Baalbec and Lebanon.
Departure from Damascus—The Fountains of the Pharpar—Pass of the Anti-Lebanon—Adventure with the Druses—The Range of Lebanon—The Demon of Hasheesh departs—Impressions of Baalbec—The Temple of the Sun—Titanic Masonry—The Ruined Mosque—Camp on Lebanon—Rascality of the Guide—The Summit of Lebanon—The Sacred Cedars—The Christians of Lebanon—An Afternoon in Eden—Rugged Travel—We Reach the Coast—Return to Beyrout.
“Peor and Baaelim
Forsake their temples dim.”
“The cedars wave on Lebanon,
But Judah’s statelier maids are gone.”
Beyrout, Thursday, May 27, 1852.
After a stay of eight days in Damascus, we called our men, Dervish and Mustapha, again into requisition, loaded our enthusiastic mules, and mounted our despairing horses.
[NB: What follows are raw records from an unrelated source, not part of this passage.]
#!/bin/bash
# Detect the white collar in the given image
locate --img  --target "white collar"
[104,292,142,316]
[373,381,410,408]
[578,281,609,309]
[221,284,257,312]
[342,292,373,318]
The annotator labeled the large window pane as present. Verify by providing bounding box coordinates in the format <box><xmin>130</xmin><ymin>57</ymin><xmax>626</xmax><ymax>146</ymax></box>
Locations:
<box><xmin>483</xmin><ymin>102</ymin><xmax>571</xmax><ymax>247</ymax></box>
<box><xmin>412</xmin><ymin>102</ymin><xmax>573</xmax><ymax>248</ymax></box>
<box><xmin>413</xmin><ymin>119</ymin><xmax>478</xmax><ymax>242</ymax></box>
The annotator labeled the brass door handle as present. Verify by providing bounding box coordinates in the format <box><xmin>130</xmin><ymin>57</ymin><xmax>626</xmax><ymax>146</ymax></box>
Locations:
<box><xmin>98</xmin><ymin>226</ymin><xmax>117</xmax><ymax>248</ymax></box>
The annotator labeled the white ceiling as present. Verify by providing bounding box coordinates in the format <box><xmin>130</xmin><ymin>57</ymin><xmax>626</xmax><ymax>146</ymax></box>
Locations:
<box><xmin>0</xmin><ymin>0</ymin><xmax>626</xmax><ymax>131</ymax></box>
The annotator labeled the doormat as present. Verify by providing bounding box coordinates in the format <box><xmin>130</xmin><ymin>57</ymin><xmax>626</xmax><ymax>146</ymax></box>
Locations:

There were two other parties on the way to Baalbec—an English gentleman and lady, and a solitary Englishman, so that our united forces made an imposing caravan. There is always a custom-house examination, not on entering, but on issuing from an Oriental city, but travellers can avoid it by procuring the company of a Consular Janissary as far as the gate. Mr. Wood, the British Consul, lent us one of his officers for the occasion, whom we found waiting, outside of the wall, to receive his private fee for the service. We mounted the long, barren hill west of the plain, and at the summit, near the tomb of a Moslem shekh, turned to take a last long look at the bowery plain, and the minarets of the city, glittering through the blue morning vapor.
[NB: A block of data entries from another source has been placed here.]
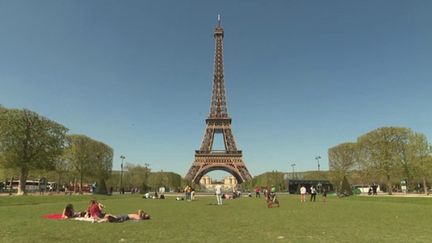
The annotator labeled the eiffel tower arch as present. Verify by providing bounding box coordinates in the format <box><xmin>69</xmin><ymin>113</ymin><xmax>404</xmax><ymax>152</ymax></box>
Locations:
<box><xmin>186</xmin><ymin>16</ymin><xmax>252</xmax><ymax>184</ymax></box>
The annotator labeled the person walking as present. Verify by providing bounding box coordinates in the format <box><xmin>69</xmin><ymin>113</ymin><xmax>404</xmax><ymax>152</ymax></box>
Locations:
<box><xmin>323</xmin><ymin>188</ymin><xmax>327</xmax><ymax>202</ymax></box>
<box><xmin>300</xmin><ymin>185</ymin><xmax>306</xmax><ymax>202</ymax></box>
<box><xmin>215</xmin><ymin>184</ymin><xmax>222</xmax><ymax>205</ymax></box>
<box><xmin>255</xmin><ymin>186</ymin><xmax>261</xmax><ymax>198</ymax></box>
<box><xmin>310</xmin><ymin>186</ymin><xmax>316</xmax><ymax>202</ymax></box>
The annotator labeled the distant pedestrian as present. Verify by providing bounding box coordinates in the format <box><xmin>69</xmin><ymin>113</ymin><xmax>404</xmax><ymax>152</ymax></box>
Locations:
<box><xmin>255</xmin><ymin>186</ymin><xmax>261</xmax><ymax>198</ymax></box>
<box><xmin>310</xmin><ymin>186</ymin><xmax>316</xmax><ymax>202</ymax></box>
<box><xmin>300</xmin><ymin>185</ymin><xmax>306</xmax><ymax>202</ymax></box>
<box><xmin>322</xmin><ymin>188</ymin><xmax>327</xmax><ymax>202</ymax></box>
<box><xmin>215</xmin><ymin>184</ymin><xmax>222</xmax><ymax>205</ymax></box>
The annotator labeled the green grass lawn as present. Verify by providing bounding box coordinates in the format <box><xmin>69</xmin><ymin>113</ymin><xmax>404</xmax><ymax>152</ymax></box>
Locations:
<box><xmin>0</xmin><ymin>195</ymin><xmax>432</xmax><ymax>243</ymax></box>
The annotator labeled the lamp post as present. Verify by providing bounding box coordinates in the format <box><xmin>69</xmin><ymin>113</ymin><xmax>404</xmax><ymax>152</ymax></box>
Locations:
<box><xmin>291</xmin><ymin>163</ymin><xmax>296</xmax><ymax>179</ymax></box>
<box><xmin>315</xmin><ymin>155</ymin><xmax>321</xmax><ymax>172</ymax></box>
<box><xmin>120</xmin><ymin>155</ymin><xmax>126</xmax><ymax>194</ymax></box>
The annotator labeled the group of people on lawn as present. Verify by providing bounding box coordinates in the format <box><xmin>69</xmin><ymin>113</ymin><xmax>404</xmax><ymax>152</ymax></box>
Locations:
<box><xmin>62</xmin><ymin>199</ymin><xmax>150</xmax><ymax>223</ymax></box>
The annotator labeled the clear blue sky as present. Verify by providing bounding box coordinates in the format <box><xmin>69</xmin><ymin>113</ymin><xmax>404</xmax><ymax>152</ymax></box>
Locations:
<box><xmin>0</xmin><ymin>0</ymin><xmax>432</xmax><ymax>178</ymax></box>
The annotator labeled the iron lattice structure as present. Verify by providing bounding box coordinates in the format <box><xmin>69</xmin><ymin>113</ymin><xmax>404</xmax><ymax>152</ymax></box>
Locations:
<box><xmin>186</xmin><ymin>16</ymin><xmax>252</xmax><ymax>184</ymax></box>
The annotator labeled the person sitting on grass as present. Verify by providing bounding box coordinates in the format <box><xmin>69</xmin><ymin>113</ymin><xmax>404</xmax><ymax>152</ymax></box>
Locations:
<box><xmin>104</xmin><ymin>209</ymin><xmax>150</xmax><ymax>223</ymax></box>
<box><xmin>87</xmin><ymin>199</ymin><xmax>105</xmax><ymax>219</ymax></box>
<box><xmin>62</xmin><ymin>203</ymin><xmax>85</xmax><ymax>219</ymax></box>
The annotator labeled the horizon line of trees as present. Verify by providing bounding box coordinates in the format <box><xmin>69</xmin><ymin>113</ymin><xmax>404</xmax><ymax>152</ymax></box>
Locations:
<box><xmin>0</xmin><ymin>105</ymin><xmax>113</xmax><ymax>195</ymax></box>
<box><xmin>328</xmin><ymin>127</ymin><xmax>432</xmax><ymax>195</ymax></box>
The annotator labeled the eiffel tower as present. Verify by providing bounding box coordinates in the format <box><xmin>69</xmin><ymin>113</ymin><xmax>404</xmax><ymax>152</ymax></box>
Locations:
<box><xmin>186</xmin><ymin>15</ymin><xmax>252</xmax><ymax>184</ymax></box>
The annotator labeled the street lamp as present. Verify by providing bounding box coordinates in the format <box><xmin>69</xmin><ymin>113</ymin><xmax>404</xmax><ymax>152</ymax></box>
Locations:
<box><xmin>291</xmin><ymin>163</ymin><xmax>296</xmax><ymax>179</ymax></box>
<box><xmin>120</xmin><ymin>155</ymin><xmax>126</xmax><ymax>194</ymax></box>
<box><xmin>315</xmin><ymin>155</ymin><xmax>321</xmax><ymax>171</ymax></box>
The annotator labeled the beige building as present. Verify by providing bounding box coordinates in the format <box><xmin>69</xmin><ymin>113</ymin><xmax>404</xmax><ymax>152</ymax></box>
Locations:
<box><xmin>200</xmin><ymin>176</ymin><xmax>237</xmax><ymax>192</ymax></box>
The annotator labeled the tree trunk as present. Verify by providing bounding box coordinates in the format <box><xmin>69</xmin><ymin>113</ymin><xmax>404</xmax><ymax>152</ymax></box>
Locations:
<box><xmin>387</xmin><ymin>175</ymin><xmax>393</xmax><ymax>195</ymax></box>
<box><xmin>79</xmin><ymin>173</ymin><xmax>83</xmax><ymax>194</ymax></box>
<box><xmin>17</xmin><ymin>167</ymin><xmax>28</xmax><ymax>195</ymax></box>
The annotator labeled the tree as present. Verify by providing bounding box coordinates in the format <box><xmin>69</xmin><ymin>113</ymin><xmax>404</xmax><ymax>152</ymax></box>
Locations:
<box><xmin>124</xmin><ymin>163</ymin><xmax>150</xmax><ymax>192</ymax></box>
<box><xmin>406</xmin><ymin>133</ymin><xmax>432</xmax><ymax>194</ymax></box>
<box><xmin>357</xmin><ymin>127</ymin><xmax>412</xmax><ymax>195</ymax></box>
<box><xmin>90</xmin><ymin>140</ymin><xmax>114</xmax><ymax>194</ymax></box>
<box><xmin>328</xmin><ymin>143</ymin><xmax>358</xmax><ymax>190</ymax></box>
<box><xmin>0</xmin><ymin>109</ymin><xmax>68</xmax><ymax>195</ymax></box>
<box><xmin>65</xmin><ymin>135</ymin><xmax>95</xmax><ymax>192</ymax></box>
<box><xmin>339</xmin><ymin>176</ymin><xmax>352</xmax><ymax>196</ymax></box>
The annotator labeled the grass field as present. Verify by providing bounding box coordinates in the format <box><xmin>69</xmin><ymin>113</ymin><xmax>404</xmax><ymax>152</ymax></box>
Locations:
<box><xmin>0</xmin><ymin>195</ymin><xmax>432</xmax><ymax>243</ymax></box>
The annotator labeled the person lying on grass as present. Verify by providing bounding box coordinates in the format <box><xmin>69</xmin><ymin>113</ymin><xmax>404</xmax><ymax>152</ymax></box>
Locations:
<box><xmin>99</xmin><ymin>209</ymin><xmax>150</xmax><ymax>223</ymax></box>
<box><xmin>87</xmin><ymin>199</ymin><xmax>105</xmax><ymax>219</ymax></box>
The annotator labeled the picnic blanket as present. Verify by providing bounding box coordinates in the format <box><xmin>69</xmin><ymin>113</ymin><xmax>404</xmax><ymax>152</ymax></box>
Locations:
<box><xmin>42</xmin><ymin>213</ymin><xmax>63</xmax><ymax>219</ymax></box>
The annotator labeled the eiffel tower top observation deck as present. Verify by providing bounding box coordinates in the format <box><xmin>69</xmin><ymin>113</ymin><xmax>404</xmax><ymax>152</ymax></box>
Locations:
<box><xmin>207</xmin><ymin>15</ymin><xmax>231</xmax><ymax>123</ymax></box>
<box><xmin>186</xmin><ymin>15</ymin><xmax>252</xmax><ymax>184</ymax></box>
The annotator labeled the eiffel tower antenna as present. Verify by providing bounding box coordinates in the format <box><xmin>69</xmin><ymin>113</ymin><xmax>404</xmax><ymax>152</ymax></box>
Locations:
<box><xmin>186</xmin><ymin>17</ymin><xmax>252</xmax><ymax>184</ymax></box>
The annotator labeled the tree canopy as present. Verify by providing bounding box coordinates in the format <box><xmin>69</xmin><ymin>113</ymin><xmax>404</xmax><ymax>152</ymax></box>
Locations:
<box><xmin>0</xmin><ymin>109</ymin><xmax>68</xmax><ymax>194</ymax></box>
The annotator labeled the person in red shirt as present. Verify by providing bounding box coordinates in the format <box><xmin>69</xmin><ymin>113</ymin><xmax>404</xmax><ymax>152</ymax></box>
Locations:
<box><xmin>87</xmin><ymin>199</ymin><xmax>105</xmax><ymax>219</ymax></box>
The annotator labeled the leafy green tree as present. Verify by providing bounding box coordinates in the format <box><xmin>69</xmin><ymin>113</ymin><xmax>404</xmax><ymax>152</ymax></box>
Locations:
<box><xmin>406</xmin><ymin>133</ymin><xmax>432</xmax><ymax>194</ymax></box>
<box><xmin>339</xmin><ymin>176</ymin><xmax>352</xmax><ymax>196</ymax></box>
<box><xmin>90</xmin><ymin>140</ymin><xmax>114</xmax><ymax>194</ymax></box>
<box><xmin>357</xmin><ymin>127</ymin><xmax>412</xmax><ymax>195</ymax></box>
<box><xmin>328</xmin><ymin>143</ymin><xmax>358</xmax><ymax>189</ymax></box>
<box><xmin>65</xmin><ymin>135</ymin><xmax>95</xmax><ymax>191</ymax></box>
<box><xmin>124</xmin><ymin>163</ymin><xmax>150</xmax><ymax>192</ymax></box>
<box><xmin>0</xmin><ymin>109</ymin><xmax>68</xmax><ymax>195</ymax></box>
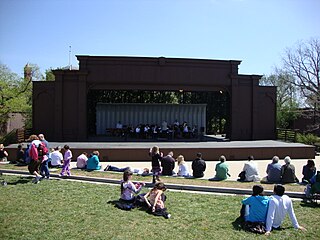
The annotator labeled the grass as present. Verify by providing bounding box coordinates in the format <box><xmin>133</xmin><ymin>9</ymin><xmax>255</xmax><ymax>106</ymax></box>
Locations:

A few paces further on the rocky road, a different scene presented itself to us. There lay, to the westward, a long stretch of naked yellow mountains, basking in the hot glare of the sun, and through the centre, deep down in the heart of the arid landscape, a winding line of living green showed the course of the Barrada. We followed the river, until the path reached an impassable gorge, which occasioned a detour of two or three hours. We then descended to the bed of the dell, where the vegetation, owing to the radiated heat from the mountains and the fertilizing stimulus of the water below, was even richer than on the plain of Damascus. The trees were plethoric with an overplus of life. The boughs of the mulberries were weighed down with the burden of the leaves; pomegranates were in a violent eruption of blossoms; and the foliage of the fig and poplar was of so deep a hue that it shone black in the sun.